Aug 05, 2015 (LBO) – Sri Lanka should have policies that are simple, clear and predictable for the economy to move ahead rather than a plethora that hold businesses back, an economist said.
“Simplicity is the key,” Razeen Sally, an Associate Professor at the Lee Kuan Yew School of Public Policy, National University of Singapore, said at the Economic Summit 2015 held in Colombo.
“If we are to learn one general lesson from the East Asian miracle, we will learn that policy is not rocket science. It should not be terribly complicated.”
“The main lesson from the East Asian miracle is that simplicity is key, and it is imperative we get the basis right.”
For a decade under the last administration, Sri Lanka had de-liberalization, not liberalization with the combination of increased state intervention in the domestic economy and increased external protection.
“Whatever the nominal rate of protection we might see from our import tariffs, it has possibly doubled in the past decade according to some estimates. This is because of a whole host of extra tariff barriers, para tariff barriers, non-tariff barriers, cesses and a big increase in agricultural protection.”
“There is arguably a more politicized environment for foreign investments, particularly when it come to big projects,” he said.

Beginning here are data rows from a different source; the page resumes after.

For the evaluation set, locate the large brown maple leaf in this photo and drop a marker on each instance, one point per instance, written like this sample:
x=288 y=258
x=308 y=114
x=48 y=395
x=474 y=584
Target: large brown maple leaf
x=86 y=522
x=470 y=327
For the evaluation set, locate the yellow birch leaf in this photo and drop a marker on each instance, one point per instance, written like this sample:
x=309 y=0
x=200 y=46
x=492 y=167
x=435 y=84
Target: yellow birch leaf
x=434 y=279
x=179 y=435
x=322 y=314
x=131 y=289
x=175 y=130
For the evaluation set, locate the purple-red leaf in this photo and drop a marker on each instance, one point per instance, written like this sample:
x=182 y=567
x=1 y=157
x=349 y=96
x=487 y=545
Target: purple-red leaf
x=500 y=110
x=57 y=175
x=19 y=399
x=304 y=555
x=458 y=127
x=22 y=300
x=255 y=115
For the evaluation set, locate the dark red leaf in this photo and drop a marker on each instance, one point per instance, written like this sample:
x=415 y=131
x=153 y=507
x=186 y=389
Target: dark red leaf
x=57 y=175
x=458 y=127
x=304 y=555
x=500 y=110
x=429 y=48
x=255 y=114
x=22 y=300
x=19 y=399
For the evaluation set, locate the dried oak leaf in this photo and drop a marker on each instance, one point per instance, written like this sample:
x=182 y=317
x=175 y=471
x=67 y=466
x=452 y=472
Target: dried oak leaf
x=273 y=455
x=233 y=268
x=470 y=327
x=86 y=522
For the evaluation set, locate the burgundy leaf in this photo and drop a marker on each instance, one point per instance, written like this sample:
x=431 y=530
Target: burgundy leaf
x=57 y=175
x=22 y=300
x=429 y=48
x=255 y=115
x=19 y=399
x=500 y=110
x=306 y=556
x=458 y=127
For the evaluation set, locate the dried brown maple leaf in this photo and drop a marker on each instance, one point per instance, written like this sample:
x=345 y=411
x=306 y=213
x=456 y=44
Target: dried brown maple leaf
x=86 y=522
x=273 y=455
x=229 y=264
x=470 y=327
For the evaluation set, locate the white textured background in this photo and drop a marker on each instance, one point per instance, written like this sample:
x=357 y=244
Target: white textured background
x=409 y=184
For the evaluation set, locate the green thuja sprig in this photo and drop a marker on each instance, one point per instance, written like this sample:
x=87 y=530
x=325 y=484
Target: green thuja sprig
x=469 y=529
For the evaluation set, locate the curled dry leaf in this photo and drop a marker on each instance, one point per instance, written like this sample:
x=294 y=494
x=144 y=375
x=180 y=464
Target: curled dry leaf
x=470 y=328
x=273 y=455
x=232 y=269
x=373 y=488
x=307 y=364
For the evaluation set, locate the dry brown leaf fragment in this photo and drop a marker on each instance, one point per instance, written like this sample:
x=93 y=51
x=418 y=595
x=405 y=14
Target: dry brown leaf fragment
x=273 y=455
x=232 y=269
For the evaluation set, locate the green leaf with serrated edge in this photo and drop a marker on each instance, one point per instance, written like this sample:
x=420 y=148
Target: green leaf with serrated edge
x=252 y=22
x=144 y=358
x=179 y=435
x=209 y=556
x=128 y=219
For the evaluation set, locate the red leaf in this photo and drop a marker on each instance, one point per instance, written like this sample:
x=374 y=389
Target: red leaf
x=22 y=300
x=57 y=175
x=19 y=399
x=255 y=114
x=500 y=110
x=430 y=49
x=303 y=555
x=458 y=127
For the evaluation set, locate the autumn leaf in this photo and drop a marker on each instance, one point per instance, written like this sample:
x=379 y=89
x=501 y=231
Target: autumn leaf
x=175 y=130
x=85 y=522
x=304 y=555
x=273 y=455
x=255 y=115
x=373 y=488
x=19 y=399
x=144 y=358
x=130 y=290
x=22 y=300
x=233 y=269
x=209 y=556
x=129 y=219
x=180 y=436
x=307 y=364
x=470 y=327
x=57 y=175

The nominal average for Sri Lanka’s tariffs is about 10 percent which does not look bad when compared with South Asian countries, but it compares badly with East Asian countries, he said. The East Asian average is roughly five percent.
Sally says the next government should have a programme to bring them down as close as possible to zero on industrial goods.
According to neoclassical economic theorists, tariffs are viewed as distortions to the free market.
Typical analyses find that tariffs tend to benefit domestic producers and government at the expense of consumers, and that the net welfare effects of a tariff on the importing country are negative.
Normative judgements often follow from these findings, namely that it may be disadvantageous for a country to artificially shield an industry from world markets and that it might be better to allow a collapse to take place.
“So that where protection of imports exists, it exists by means of the ad valorem tariff,” Sally said.
He added that Sri Lanka should also bring down import protection in terms of ad valorem tariffs, and have one single uniform tariff of average five percent by 2020.
“The target I would propose is not several bands. Make it as simple as possible,” Sally said.